銀行からは100%失敗すると言われ融資を引き上げられるも、デザイン的思考を使って人里離れた山奥に想像もつかない異空間を創出、開業後わずか3ヶ月で客室稼働率9割を超えた。(本書より引用)

 著者は雑誌「自遊人」発行人。実は10年前から新潟県南魚沼に本社を移していて、そのご縁で築150年の古民家を利用した宿の経営をすることになりました。場所が豪雪地帯なので断熱工事に、古民家や既存の宿泊施設のリノベーションにと費用がかさみ、途中で銀行が融資を引き上げる事件も起こりました。もちろん広告宣伝費もありません。

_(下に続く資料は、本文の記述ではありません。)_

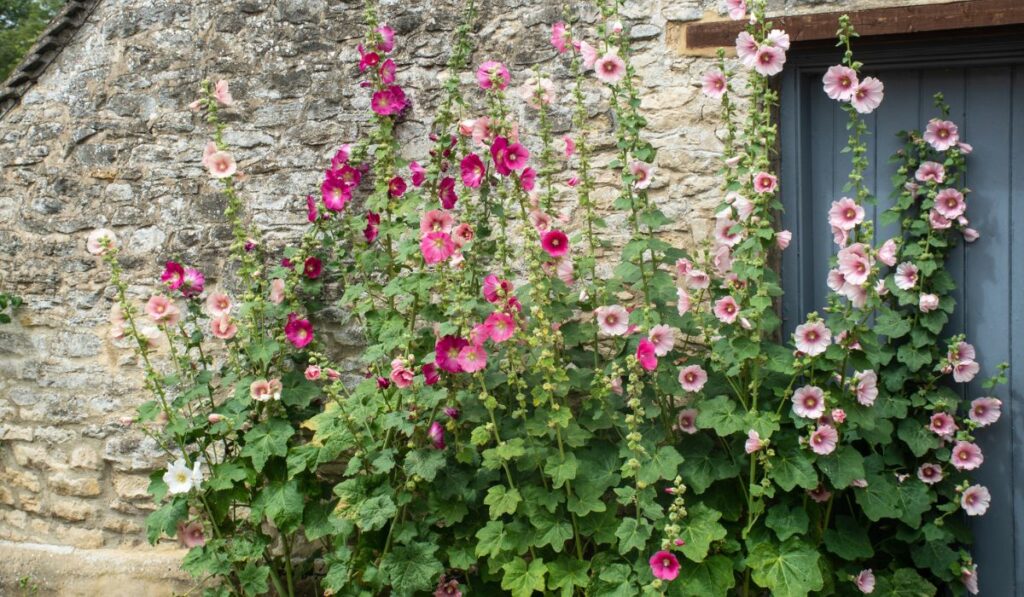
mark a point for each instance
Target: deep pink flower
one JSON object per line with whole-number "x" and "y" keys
{"x": 299, "y": 332}
{"x": 555, "y": 243}
{"x": 665, "y": 565}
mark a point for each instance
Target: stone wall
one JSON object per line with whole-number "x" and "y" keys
{"x": 103, "y": 137}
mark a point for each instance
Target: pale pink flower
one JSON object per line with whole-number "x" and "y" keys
{"x": 985, "y": 411}
{"x": 975, "y": 500}
{"x": 867, "y": 95}
{"x": 823, "y": 439}
{"x": 726, "y": 309}
{"x": 906, "y": 275}
{"x": 714, "y": 83}
{"x": 809, "y": 401}
{"x": 812, "y": 338}
{"x": 930, "y": 171}
{"x": 609, "y": 69}
{"x": 692, "y": 378}
{"x": 966, "y": 456}
{"x": 941, "y": 134}
{"x": 841, "y": 82}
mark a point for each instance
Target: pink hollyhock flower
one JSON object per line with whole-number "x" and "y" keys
{"x": 612, "y": 320}
{"x": 985, "y": 411}
{"x": 555, "y": 243}
{"x": 401, "y": 375}
{"x": 190, "y": 534}
{"x": 765, "y": 182}
{"x": 222, "y": 93}
{"x": 846, "y": 214}
{"x": 692, "y": 378}
{"x": 276, "y": 291}
{"x": 687, "y": 421}
{"x": 726, "y": 309}
{"x": 493, "y": 75}
{"x": 975, "y": 500}
{"x": 840, "y": 82}
{"x": 641, "y": 174}
{"x": 942, "y": 425}
{"x": 768, "y": 60}
{"x": 609, "y": 69}
{"x": 966, "y": 456}
{"x": 299, "y": 332}
{"x": 753, "y": 442}
{"x": 930, "y": 171}
{"x": 473, "y": 170}
{"x": 714, "y": 83}
{"x": 747, "y": 49}
{"x": 867, "y": 95}
{"x": 930, "y": 473}
{"x": 867, "y": 387}
{"x": 446, "y": 353}
{"x": 823, "y": 439}
{"x": 99, "y": 242}
{"x": 941, "y": 134}
{"x": 950, "y": 204}
{"x": 865, "y": 582}
{"x": 221, "y": 165}
{"x": 645, "y": 354}
{"x": 500, "y": 326}
{"x": 665, "y": 565}
{"x": 928, "y": 302}
{"x": 812, "y": 338}
{"x": 906, "y": 275}
{"x": 782, "y": 240}
{"x": 436, "y": 434}
{"x": 809, "y": 401}
{"x": 664, "y": 339}
{"x": 736, "y": 8}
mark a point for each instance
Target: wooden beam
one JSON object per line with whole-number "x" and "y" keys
{"x": 897, "y": 19}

 しかしながら宿そのものをメディアとしてとらえ、共感の連鎖が起きるようにコンセプトをくっきりさせれば必ずお客さんは来てくれると信じ、3億の借金にもめげず前進した物語。サイトを見れば予約状況が分かりますが、すでに来年11月もほぼ満室の状態。きちんとコンセプトを明確にして、何をやり、何はできないのかベストマッチングを狙った成果ですね。